# Fractional Moments of the Geometric Distribution

In one of my papers, I needed an upper bound on the fractional moments of the geometric distribution. The integer moments have a nice-looking upper bound involving factorials. In addition, Mathematica showed that the same upper bound holds for fractional moments once we use Gamma function instead of factorials. The problem was, I could not prove it. Worse, I could not find a proof after much looking on the Internet.

This post contains a proof that for any real $\lambda > 1$, the $\lambda$th moment of a geometric random variable with success probability $\displaystyle p \geq 1/2$ is at most $\displaystyle \Gamma(\lambda + 1)/p^\lambda$.

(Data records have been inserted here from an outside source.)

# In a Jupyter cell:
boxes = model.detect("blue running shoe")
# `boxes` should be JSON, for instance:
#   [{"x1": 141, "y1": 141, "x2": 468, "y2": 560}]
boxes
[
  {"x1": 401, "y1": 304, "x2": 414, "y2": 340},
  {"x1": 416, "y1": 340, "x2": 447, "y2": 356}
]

## Geometric distribution and its moments

Definition 1 (Geometric distributions ${\mathcal{G}_\alpha^+}$ and ${\mathcal{G}_\alpha}$) Let ${\alpha \in (0, 1/2)}$. Define ${\mathcal{G}_\alpha^+}$ as the distribution on positive integers ${k}$ satisfying ${\Pr_{X \sim \mathcal{G}_\alpha^+}[X = k] = \alpha^{k-1}(1 - \alpha)}$. Define ${\mathcal{G}_\alpha}$ as the distribution on non-negative integers ${k}$ satisfying ${\Pr_{Y \sim \mathcal{G}_\alpha}[Y = k] = \alpha^k(1 - \alpha)}$.

Let ${X \sim \mathcal{G}_\alpha^+}$ and ${Y \sim \mathcal{G}_\alpha}$. Semantically, given an ordered list of independent and identical Bernoulli trials, ${X}$ counts the number of trials to get the first success while ${Y}$ counts the number of failures before the first success.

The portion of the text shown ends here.